もしも、世界が美しかったら



俺はHR後、直ぐに教室を出て屋上に来た。

屋上って言っても、相原達が溜まっている本校舎じゃなくて、めったに人が来ない別校舎。

木製で古い感じの校舎だ。

3階までしかないこの校舎の屋上は、ちょうど本校舎の影になってこの季節でも涼しい。

入学直後に発見して以来、学校に来ても大体の時間は此処で過ごしている。

ここの屋上に入れる事は誰も知らないから、誰も来ない。

(ちなみに俺は扉を蹴り壊した。
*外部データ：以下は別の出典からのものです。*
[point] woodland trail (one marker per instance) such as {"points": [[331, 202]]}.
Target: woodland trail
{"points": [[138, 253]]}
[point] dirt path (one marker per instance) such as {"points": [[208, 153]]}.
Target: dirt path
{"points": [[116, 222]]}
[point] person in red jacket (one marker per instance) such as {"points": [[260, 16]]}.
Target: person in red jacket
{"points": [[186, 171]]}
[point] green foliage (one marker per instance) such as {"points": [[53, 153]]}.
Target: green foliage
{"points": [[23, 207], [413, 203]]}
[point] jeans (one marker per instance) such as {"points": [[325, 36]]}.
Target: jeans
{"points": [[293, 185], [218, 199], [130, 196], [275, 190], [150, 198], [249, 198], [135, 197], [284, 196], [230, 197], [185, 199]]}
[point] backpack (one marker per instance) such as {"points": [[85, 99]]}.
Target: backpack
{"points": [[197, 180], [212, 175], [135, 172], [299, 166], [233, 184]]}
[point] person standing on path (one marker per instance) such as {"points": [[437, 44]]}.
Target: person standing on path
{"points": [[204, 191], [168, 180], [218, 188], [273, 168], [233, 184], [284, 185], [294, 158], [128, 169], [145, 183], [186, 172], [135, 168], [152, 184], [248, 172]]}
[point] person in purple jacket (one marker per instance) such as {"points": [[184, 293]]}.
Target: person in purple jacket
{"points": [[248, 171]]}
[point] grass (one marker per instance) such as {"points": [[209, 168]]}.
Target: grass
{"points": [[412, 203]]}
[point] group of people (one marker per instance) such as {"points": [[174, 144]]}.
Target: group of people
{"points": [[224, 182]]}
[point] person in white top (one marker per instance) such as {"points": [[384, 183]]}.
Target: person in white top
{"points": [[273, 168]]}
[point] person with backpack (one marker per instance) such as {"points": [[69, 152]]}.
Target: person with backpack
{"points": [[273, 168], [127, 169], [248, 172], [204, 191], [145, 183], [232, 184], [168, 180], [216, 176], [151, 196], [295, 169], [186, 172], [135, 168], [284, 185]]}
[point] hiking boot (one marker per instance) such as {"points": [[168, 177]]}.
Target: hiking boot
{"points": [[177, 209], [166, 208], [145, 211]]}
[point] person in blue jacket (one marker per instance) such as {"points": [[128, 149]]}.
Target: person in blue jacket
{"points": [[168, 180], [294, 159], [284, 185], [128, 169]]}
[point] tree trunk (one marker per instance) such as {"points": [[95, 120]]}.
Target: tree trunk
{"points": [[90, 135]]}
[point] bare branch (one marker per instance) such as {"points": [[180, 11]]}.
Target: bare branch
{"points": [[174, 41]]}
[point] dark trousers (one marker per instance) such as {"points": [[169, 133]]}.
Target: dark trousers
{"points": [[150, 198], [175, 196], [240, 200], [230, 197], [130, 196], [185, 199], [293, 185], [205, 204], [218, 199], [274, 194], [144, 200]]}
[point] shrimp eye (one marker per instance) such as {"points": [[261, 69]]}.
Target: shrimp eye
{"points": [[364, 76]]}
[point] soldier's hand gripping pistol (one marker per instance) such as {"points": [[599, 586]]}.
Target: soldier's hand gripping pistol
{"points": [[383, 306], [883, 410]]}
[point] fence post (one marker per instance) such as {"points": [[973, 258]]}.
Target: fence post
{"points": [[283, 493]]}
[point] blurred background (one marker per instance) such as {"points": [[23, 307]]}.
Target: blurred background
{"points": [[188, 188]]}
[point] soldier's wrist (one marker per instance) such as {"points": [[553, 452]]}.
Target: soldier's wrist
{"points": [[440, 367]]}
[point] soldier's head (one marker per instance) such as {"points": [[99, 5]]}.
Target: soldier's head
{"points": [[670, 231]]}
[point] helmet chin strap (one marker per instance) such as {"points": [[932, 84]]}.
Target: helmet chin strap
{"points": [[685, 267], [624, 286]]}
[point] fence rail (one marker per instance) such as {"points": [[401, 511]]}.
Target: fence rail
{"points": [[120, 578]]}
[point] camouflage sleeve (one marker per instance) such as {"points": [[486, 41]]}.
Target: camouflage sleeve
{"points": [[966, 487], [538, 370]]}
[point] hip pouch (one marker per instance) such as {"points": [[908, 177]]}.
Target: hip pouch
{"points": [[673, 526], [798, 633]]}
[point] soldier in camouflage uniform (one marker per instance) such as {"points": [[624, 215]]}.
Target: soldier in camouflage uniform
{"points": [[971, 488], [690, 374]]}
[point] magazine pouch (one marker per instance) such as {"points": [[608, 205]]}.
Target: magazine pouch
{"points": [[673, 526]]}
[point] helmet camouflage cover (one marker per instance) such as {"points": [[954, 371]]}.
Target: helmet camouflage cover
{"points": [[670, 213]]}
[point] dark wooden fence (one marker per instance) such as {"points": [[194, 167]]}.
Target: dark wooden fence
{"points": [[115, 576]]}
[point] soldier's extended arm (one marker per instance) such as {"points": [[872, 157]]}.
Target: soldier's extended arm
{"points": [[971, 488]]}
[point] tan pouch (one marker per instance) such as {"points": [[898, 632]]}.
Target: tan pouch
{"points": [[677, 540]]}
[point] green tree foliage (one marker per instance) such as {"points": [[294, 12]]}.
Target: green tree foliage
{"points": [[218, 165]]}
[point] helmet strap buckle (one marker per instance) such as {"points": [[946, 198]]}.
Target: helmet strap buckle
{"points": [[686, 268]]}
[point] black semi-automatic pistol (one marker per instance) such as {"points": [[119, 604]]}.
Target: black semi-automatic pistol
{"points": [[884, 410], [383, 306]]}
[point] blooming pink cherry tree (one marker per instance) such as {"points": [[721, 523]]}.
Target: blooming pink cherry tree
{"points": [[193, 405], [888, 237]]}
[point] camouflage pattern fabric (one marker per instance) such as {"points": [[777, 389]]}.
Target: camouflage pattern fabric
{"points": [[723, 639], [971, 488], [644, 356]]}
)


ふと相原にした話を思い出した。

俺の過去の話―――……

「……………。」

俺はずっと独り闇の中にいた。

何を見てもモノクロに見えた。

でも……………、

小晴と出会って光が差した。

紅鬼族を作って色が着いた。

…小晴は俺にとって太陽だ。

そして紅鬼族は俺な世界。

大きな世界なんて興味ない。

この小さな世界が幸せだから。


そして……

小晴が死んで太陽を失った。

紅鬼族が解散して世界が壊れた。

また暗闇。モノクロの景色。

目を閉じれば今でも鮮やかに色濃く覚えているのに。

まだ、ちゃんと君はいるのに…。

みんなで笑っているのに……。

目を開ければそこには何もない。